Ask HN Leaders: What has your point score been worth to you? - taphangum

Curious to know how much value your score has had in business or in general for you.<p>Ofcourse, its hard to know whether a certain email or sale came about as a direct result of your high score on HN. But from what you can gather. What do you think?
======
iuguy
I had tptacek make a comment and ask a queston related to my karma score if
that counts. I'm not sure it does.

I've been on HN for a while and traditionally not done much with it. I read a
lot but didn't really try to add much. I decided last month to start making a
more conscious effort to give back to HN, so I started by commenting and
occasionally posting new links.

I don't think I'll be able to give back on the same scale as patio11, cperciva
et al, but I'd like to think that trying to contribute more to the discussion,
after a while I'll suck less at it. If I can manage that then maybe I'll suck
a little less elsewhere.

Oh there was also a guy who recently got in touch with me after a who's hiring
post. I'm working on getting an interview sorted that doesn't involve him
travelling across half the country.
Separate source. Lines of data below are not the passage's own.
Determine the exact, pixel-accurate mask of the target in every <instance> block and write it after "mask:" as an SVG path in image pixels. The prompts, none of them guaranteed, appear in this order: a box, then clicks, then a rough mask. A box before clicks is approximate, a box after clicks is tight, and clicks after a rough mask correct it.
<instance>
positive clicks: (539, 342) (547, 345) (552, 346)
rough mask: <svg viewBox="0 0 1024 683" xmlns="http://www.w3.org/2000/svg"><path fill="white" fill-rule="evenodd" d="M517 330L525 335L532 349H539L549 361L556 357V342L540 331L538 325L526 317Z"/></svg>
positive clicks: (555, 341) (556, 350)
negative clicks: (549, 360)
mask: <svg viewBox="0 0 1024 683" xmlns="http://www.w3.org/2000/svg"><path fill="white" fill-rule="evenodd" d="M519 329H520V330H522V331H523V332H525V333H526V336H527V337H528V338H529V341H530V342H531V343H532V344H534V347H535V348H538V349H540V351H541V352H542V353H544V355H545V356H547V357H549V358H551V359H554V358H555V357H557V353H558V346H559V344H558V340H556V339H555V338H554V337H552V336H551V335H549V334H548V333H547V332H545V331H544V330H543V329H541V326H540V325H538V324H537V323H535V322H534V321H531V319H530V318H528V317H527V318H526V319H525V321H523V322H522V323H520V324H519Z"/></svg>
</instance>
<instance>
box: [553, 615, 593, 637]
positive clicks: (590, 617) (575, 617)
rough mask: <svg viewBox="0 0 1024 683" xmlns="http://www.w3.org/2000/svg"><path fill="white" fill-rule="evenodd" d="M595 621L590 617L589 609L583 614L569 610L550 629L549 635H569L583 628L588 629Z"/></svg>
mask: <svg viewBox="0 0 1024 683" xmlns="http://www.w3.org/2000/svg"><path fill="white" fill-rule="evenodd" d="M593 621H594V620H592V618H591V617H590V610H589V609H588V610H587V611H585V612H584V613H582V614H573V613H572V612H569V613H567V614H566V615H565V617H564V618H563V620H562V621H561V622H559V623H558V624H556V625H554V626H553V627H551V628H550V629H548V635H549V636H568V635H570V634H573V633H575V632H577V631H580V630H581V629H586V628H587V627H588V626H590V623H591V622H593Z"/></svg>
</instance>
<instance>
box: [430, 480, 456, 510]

It might or might not come to something,
but I'm grateful for him getting in touch via HN.

------
user24
I had a startup email me out of the blue offering me an interview because they
liked my HN comments. Sadly I'm in the UK and they're in the USA, but it was
nice of them to reach out.

Other than opportunities like that (which aren't really to do with the karma
score as such anyway), it's a meaningless number.